Book a free consultationYou can build the knowledge layer yourself - my free LLM Wiki course (in Polish) shows how, step by step. The course template pairs with a code repository.
Useful Resources
- codebase-memory-mcp - a code graph as an MCP server; preprint: arXiv:2603.27277
- Retrieval-Augmented Code Generation - a survey - the graph vs non-graph taxonomy
- GrepRAG - index-free retrieval: the model generates its own ripgrep commands
- RepoGraph - peer-reviewed evidence that a repository graph improves agent results
- Cline: why we don't index your codebase - the agentic-grep manifesto
- Serena - LSP as agent tools (symbols, references, refactoring)
- DOX - a self-documenting AGENTS.md tree: a curated index versioned with the code
- Aider's repo map - the ancestor of repository maps with a token budget
- How Karpathy's LLM Wiki helped me organize my knowledge base - a curated index in practice
- I built a second brain.
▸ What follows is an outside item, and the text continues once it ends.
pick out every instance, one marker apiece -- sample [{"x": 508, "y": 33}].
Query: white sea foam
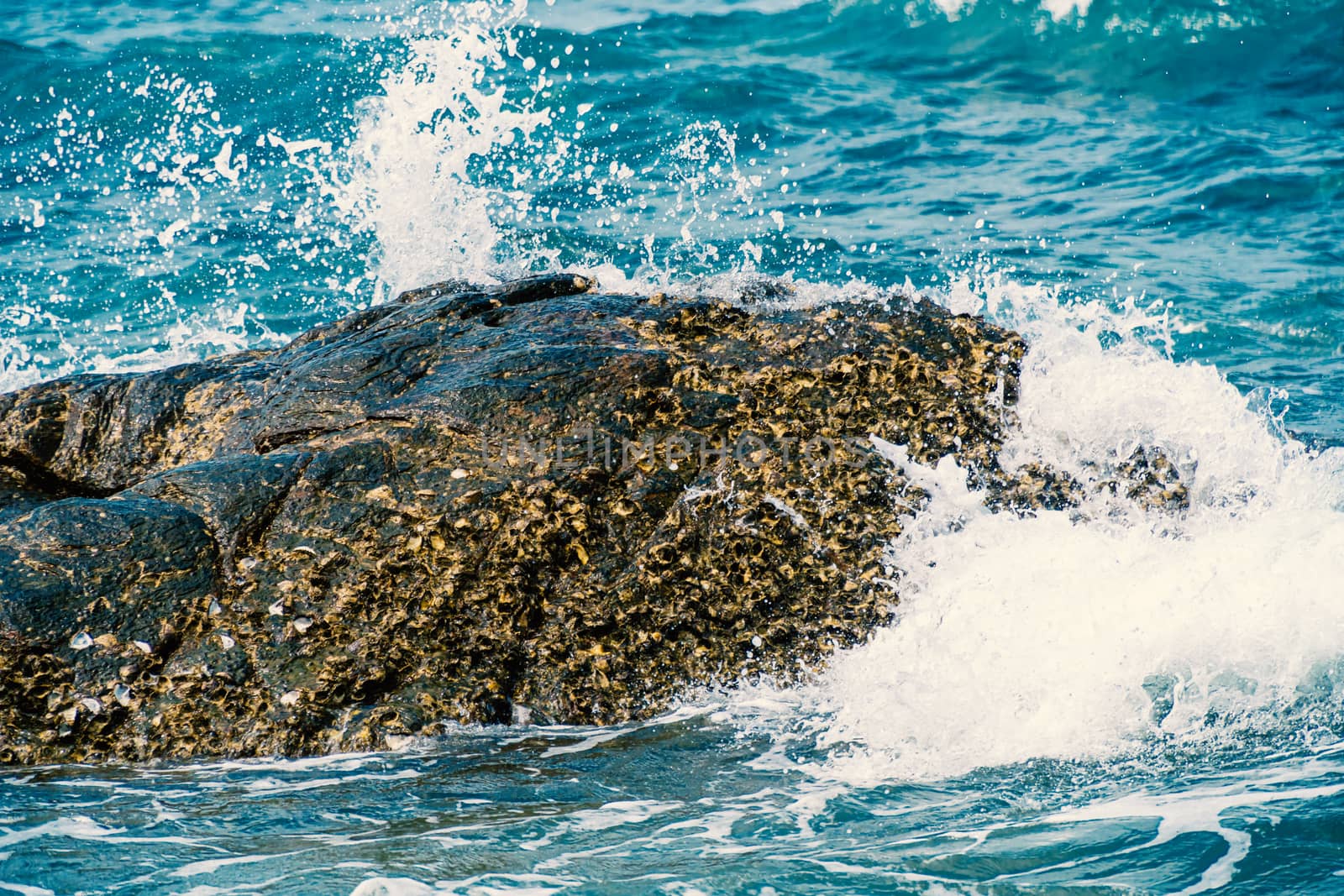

It matched Google's standard (OKF) - a portable note base
FAQ
Is RAG always a vector database and embeddings?
No. A vector database is one of four retrieval substrates, next to lexical (grep, BM25), structural (AST/LSP graphs) and a curated index. If you define RAG as pulling the right content before the model answers, then LLM Wiki with its index is RAG too - just without vectors.
When is grep enough for searching code, and when do you need a symbol graph?
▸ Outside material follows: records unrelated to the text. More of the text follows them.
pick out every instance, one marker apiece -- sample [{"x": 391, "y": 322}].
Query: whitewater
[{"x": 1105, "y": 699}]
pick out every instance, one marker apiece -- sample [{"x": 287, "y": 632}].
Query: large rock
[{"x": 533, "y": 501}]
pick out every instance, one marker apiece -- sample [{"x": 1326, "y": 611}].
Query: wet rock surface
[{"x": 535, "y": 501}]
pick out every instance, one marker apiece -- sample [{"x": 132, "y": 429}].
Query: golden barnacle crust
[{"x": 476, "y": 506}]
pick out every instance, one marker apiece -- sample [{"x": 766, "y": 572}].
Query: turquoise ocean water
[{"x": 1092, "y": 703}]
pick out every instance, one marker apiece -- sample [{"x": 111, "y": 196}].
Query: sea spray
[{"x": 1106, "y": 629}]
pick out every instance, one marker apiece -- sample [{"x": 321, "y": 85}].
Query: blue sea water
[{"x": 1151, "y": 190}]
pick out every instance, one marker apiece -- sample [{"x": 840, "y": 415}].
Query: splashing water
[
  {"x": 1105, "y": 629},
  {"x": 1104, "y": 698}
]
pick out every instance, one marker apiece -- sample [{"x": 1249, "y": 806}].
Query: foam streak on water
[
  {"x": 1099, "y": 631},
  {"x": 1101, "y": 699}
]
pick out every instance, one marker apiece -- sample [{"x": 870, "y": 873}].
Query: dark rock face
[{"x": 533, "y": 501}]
Grep is enough for local work: completing a fragment, a known string, an answer near the edit site. You need a graph or LSP for changes crossing file boundaries and for questions like "who calls X, what breaks after a change". There grep returns false positives and vectors guess.
How does retrieval for code differ from retrieval for notes?
Code has a formal grammar that a parser resolves unambiguously, so you can build an exact graph of definitions, types and calls from it. A note's text doesn't decompose into symbols - the sentence "why we made this decision" has no definitions or types. That's why a curated index and links between notes work for a knowledge base, and structure works for code.
Does LLM Wiki replace tools like codebase-memory-mcp?
No, they're complementary memory layers for an agent. The code graph remembers structure: calls, types, dependencies between files. LLM Wiki remembers intent: decisions, conventions, rejected approaches. A coding agent uses both at once.
What does "similarity ≠ causality" mean for vector databases?
Two fragments being close in embedding space doesn't mean one depends on the other. On structural questions like "who calls this function", a vector answers with similarity - guessing - while a call graph answers with facts. The phrase comes from the HOMER paper (Duke + Snowflake) on agent memory.
Where should project conventions live - in AGENTS.md files or in a second brain?
Keep local folder conventions (test style, modules that must not be touched) next to the code - in an AGENTS.md tree versioned with the files, as in the DOX pattern. Keep what crosses a single repository in the second brain: architectural decisions with rationale, standards shared across projects, the history of rejected approaches. The symbol graph complements both - it remembers the structure no markdown describes.